If the main service depends on other services, for example a database, it should:

  • Attempt to connect on startup
  • Retry for a reasonable amount of time or number of attempts
  • Exit with an error if the dependency is unavailable
  • Open its web interface port after is asserted accessibility of all required services.

Flexibility

Apps should tolerate frequent restarts and operational changes, including:

  • Domain changes
  • User creation, deletion, or renaming
  • Configuration changes

Avoid hard-coded assumptions or irreversible dependencies.

Logging and observability

Apps should be configurable via Docker environment variables to:

  • Log exclusively to stdout and stderr
  • Avoid creating log files and internal log rotation
  • Use structured logging where possible

Quollix collects logs centrally, so writing logs to the filesystem is unnecessary. JSON is the preferred log format, as it integrates well with centralized logging and monitoring systems. Plain text logging is discouraged for production mode since it may not be parsed reliably.
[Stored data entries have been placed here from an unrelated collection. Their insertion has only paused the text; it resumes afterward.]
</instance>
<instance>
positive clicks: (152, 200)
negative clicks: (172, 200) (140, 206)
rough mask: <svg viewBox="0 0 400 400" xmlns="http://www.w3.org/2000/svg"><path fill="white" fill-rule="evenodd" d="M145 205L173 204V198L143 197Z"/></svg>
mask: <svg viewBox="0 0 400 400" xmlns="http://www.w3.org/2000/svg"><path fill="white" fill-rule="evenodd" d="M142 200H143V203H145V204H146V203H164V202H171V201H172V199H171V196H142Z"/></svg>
User management and security

Apps should support integration with an OIDC provider. This enables integration with Quollix features such as:

  • Single sign-on
  • User and group management
  • Role- and group-based access control

By relying on an OIDC provider, apps can delegate authentication and core user management to a central system. However, the app remains fully responsible for enforcing its own authorization logic.

Licensing

Open source software and proprietary software are both welcome in the Quollix App Store.